|
Examples / UNION.RPF |
UNION.RPF is an example of estimation of probit, logit and linear probability models. This is adapted from Johnston and DiNardo(1997), pp 415-425. It analyzes the probability of union membership using a sample of 1000 individuals.

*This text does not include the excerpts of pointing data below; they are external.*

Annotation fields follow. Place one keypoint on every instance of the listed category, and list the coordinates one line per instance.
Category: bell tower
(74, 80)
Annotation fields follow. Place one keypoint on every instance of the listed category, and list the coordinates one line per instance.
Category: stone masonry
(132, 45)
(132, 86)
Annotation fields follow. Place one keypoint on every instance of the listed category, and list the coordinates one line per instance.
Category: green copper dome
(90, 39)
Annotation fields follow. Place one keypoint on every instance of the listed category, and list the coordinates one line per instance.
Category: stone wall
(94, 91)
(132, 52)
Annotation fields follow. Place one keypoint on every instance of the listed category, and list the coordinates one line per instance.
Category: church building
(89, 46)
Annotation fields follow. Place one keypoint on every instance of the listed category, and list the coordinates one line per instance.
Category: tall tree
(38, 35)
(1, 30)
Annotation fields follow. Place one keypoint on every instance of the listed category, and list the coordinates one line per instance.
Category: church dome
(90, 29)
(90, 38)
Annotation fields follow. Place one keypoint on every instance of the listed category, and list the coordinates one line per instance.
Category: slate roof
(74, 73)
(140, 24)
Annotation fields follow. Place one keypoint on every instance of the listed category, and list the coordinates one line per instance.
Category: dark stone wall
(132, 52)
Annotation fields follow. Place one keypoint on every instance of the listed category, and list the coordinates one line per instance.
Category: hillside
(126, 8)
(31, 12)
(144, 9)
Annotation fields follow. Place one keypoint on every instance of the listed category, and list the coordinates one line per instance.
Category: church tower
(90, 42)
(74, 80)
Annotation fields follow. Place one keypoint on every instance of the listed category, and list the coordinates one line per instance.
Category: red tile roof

This first does a comparison of basic statistics for subsamples of union members and non-union members:
table(smpl=union,title="Statistics for Union Members") / $
potexp exp2 grade married high
table(smpl=.not.union,title="Statistics for Non-Union Members") / $
potexp exp2 grade married high
This fits a linear probability model and does a histogram of the predicted “probabilities”. (An LPM doesn't constrain the predictions to the \([0,1]\) range.) DENSITY with the option HISTOGRAM handles the counts for the histogram.
linreg union
# potexp exp2 grade married high constant
prj fitlp
density(type=histogram) fitlp / gx fx
scatter(style=bargraph,$
header="Histogram of Predicted Values from a LPM")
# gx fx
DDV estimates a probit model and shows a scatter graph of the predicted probabilities of the probit (computed using PRJ using the results of the probit estimation) vs. the LPM. The LINES=||0.0,1.0|| option on SCATTER puts a 45 degree line on the graph.
ddv(dist=probit) union
# potexp exp2 grade married high constant
prj(dist=probit,cdf=fitprb)
scatter(style=dots,lines=||0.0,1.0||,$
header="Probit vs Linear Probability Model",$
hlabel="Predicted Probability(Probit)",$
vlabel="Predicted Probability(LP)")
# fitprb fitlp
This evaluates the predicted effect of switching industries on individuals currently in low union industries. This is done by evaluating the predicted probabilities with the value of “high” turned on for all the individuals, then knocking out of the sample those who were already in a high union industry. The predicted probabilities are obtained by “dotting” the coefficients with the required set of variables, then evaluating the normal CDF (%CDF) at those values.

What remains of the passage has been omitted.